Printer (still smiling) How absolute you are! If a thing is not ideally right – if there is any element of danger or undesirableness in connection with it – you would cut it off altogether. We can’t do that. Too much exercise shortens the lives of cab-horses and working men; too much food or drink kills the glutton or the drunkard; but moderation means long life, health and happiness. There may always be a less and a more. Our cultivators may give their attention mainly to the raising of crops, as they did in the heyday of British agriculture, before the great imports of grain set in from Russia, America and the Argentine; or they may give their attention to beef-production as they do now. Changes are not made all at once in matters of that kind. If people could be induced to eat less meat, less meat would be produced, and farmers would turn to crop-raising instead. This would mean fewer calves would be produced.

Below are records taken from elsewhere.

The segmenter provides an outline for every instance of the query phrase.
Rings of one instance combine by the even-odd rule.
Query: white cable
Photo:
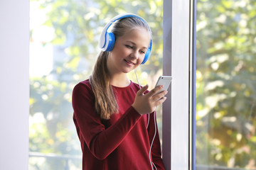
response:
[[[134,69],[134,72],[135,72],[135,75],[136,75],[136,79],[137,79],[137,81],[138,81],[138,84],[139,84],[139,89],[142,89],[142,86],[139,84],[139,79],[138,79],[138,76],[137,75],[137,72],[136,72],[136,69]],[[156,106],[156,108],[157,108],[157,106]],[[152,164],[154,165],[154,168],[157,170],[157,168],[156,167],[155,164],[153,163],[151,159],[151,148],[152,148],[152,146],[153,146],[153,142],[154,142],[154,138],[156,137],[156,110],[154,110],[154,129],[155,129],[155,132],[154,132],[154,137],[152,139],[152,142],[150,145],[150,149],[149,149],[149,161],[150,161],[150,165],[152,168],[152,170],[154,170],[154,168],[153,168],[153,166]],[[148,118],[148,122],[147,122],[147,125],[146,125],[146,129],[148,128],[149,127],[149,118],[150,118],[150,115],[149,115],[149,113],[148,114],[149,115],[149,118]]]
[[[139,84],[139,89],[142,89],[142,86],[141,86],[141,85],[139,84],[139,81],[138,76],[137,75],[136,69],[134,69],[134,72],[135,72],[135,75],[136,75],[136,79],[137,79],[137,81],[138,81],[138,84]]]
[[[156,106],[156,108],[157,108],[157,106]],[[151,144],[151,146],[150,146],[150,149],[149,149],[149,161],[150,161],[150,163],[151,163],[151,168],[152,169],[154,169],[153,168],[153,166],[152,164],[154,165],[154,166],[156,169],[156,166],[154,164],[154,163],[152,162],[152,160],[151,159],[151,148],[152,148],[152,146],[153,146],[153,142],[154,142],[154,138],[156,137],[156,110],[154,112],[154,126],[155,126],[155,133],[154,135],[154,137],[153,137],[153,140],[152,140],[152,142]]]

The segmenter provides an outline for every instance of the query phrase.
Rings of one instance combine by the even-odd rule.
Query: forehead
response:
[[[151,40],[149,30],[144,28],[137,28],[127,31],[124,35],[119,37],[117,40],[129,41],[139,47],[148,47]]]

Lady: But it would be a great loss to do without the milk.
Printer: A lot of milk is wasted. There is scarcity in the cities; but in the country, pigs are fed with skimmed milk, and the cream is made into butter which is often indifferent enough. It is, moreover, notorious that a great deal of the milk hawked in the cities is very dirty. Sir James Crichton Browne, the eminent medico, has referred to ‘the filth sold as milk’ and I have heard a healthy cattle dealer speak of milk as ‘the dirtiest thing you can put on the table’.
Lady (gasping a little): Well, milk-fed pigs are surely good food?
Printer: I like pig in all its forms but I cannot think it good food. It is forbidden by the Levitical law, and the Jews were and are very good judges when it comes to eating. Authorities say that swine’s flesh breed trichonoma. One cannot help recalling that the Germans are devoted to the pig in all its forms. A certain swinish ferocity and perversity are reflected in their ways. Even their airship is just a great floating sow.
Lady: But what, then, would you feed on?
Printer: Vegetables, fruit, nuts, the grain foods, will carry one a long way even as things are, and no particular attention has been given by science in the evolving or adapting of graminivorous foods. The world has been homely to the carnivore. The two nations that made the war – Servia which gives the pretext and Germany which seized on it – are both great pig-breeders and pig-eaters. The eating of flesh makes the eater fierce. Mrs Humphrey Ward has a keeper of vegetarian restaurant in one of her novels who confesses that a desire for the fleshpots of Egypt comes upon him at intervals. And when he eats meat he wants to drink alcohol. The one craving begets the other… at a time when the peoples of the world are tearing each other to bits, it would seem that some less provocative food than animal’s flesh would be a good thing for mankind…
Needless to say, my fruit trees will carry more food to the acre than any kind of ground crop; they will need less labour; orchards are more picturesque than turnip fields; and excessive tree-planting has a climactic value – it gives shelter and tames the temperature… And now I’ll take my sixpence and away ye wag!
About the Author
James Leatham was born in Aberdeen in 1865 and apprenticed to a printer aged 13½. Over his life he worked for a range of papers/periodicals in the North East of Scotland and England, including the St Nicholas Press, The Workers Herald and The Peterhead Sentinel (editorship of which he took over from David Scott in 1897). He wrote for radical socialist papers throughout his life at a time when socialism and the Labour Party were a febrile battleground of theory and practice. He more than once lost his job because of his political views. In his 50’s he moved back to Aberdeenshire, setting up the Deveron Press in 1916 from his Turriff base. He published many ‘penny pamphlets’ and in book form his publications include the political work Socialism and Character (1897); William Morris: A Master of Many Crafts (1900); and a tribute to David Scott, Daavit (1912).